Brake squeal workflow performance improvements

The performance of the brake squeal workflow has been substantially improved in Abaqus 2018.

ProductsAbaqus/Standard

The brake squeal workflow in Abaqus is based on a combination of nonlinear static analysis steps and complex eigenvalue extraction. A typical analysis includes:

  1. Several nonlinear static preloading steps, in which various contact conditions and other nonlinear effects can be taken into account to set up a base state for a complex eigenvalue problem.

  2. Solution of a symmetrized natural frequency extraction problem. This step creates a projection subspace that will be used to solve a complex eigenvalue problem by the subspace projection method.

  3. Mass, damping, and unsymmetrical stiffness matrices of the original system are projected onto the subspace; and the reduced unsymmetrical complex eigenvalue problem is solved.

Complex modal analysis can be repeated as many times as needed for different friction-induced and other contact conditions. Due to the repetitive executions, complex modal analysis may require significant computational resources and can become very expensive for realistic industrial models.

In Abaqus 2018 the performance of the complex eigenvalue extraction phase of a brake squeal workflow has been improved as follows:

  • Improved performance and scaling of matrix operations.

  • Improved logic to avoid redundant operations: several analysis phases were re-implemented or completely eliminated.
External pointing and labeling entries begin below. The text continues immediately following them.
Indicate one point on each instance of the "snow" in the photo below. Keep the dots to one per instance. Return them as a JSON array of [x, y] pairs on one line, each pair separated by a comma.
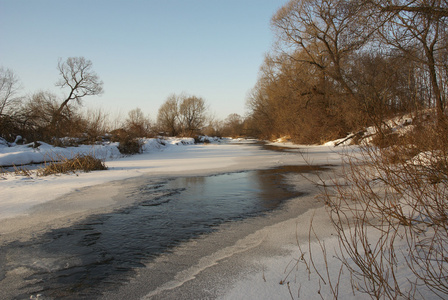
[[23, 197]]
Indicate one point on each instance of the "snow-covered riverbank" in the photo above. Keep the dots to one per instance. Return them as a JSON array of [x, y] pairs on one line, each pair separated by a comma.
[[246, 265]]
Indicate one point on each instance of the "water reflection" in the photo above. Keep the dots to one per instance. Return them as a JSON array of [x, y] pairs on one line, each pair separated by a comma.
[[100, 252]]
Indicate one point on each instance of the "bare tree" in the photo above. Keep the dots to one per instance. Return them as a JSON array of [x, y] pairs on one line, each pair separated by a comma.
[[327, 31], [9, 86], [168, 116], [137, 123], [192, 111], [80, 80], [419, 29]]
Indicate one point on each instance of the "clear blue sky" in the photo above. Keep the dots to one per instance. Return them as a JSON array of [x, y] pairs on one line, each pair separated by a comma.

  • Enabled control over the stiffness operator projection. This feature can dramatically improve performance of the complex eigenvalue extraction phase when asymmetry in the stiffness operator is caused by contact elements only. A new parameter on the complex frequency extraction procedure instructs Abaqus whether it should perform full stiffness operator projection (default), focus on the contact elements only to accommodate the asymmetry of the stiffness operator, or ignore the asymmetry of the stiffness operator.

The performance improvement in the brake squeal Abaqus workflow has been demonstrated on three benchmark models, described in Table 1.

Table 1. Benchmark model descriptions.
Benchmark Model Degrees of Freedom Subspace Number of Restart Jobs
1 0.8 million 1285 real eigenmodes 12
2 3.3 million 500 real eigenmodes 20
3 3.9 million 500 real eigenmodes 26

Figure 1 and Figure 2 illustrate performance improvements in the brake squeal workflow for several releases, including comparison using the new option for fast stiffness operator projection: project stiffness for the contact elements only. Each analysis included all restart jobs. Each restart job included (a) a general static step changing the base state; (b) a frequency extraction step that computes the subspace basis vectors; and (c) a complex frequency extraction step that solves the reduced unsymmetrical eigenvalue problem.

Figure 1. Total Abaqus/Standard time for the brake simulation benchmark analyses.

Figure 2. Total complex eigenfrequency extraction phase time for the brake simulation benchmark analyses.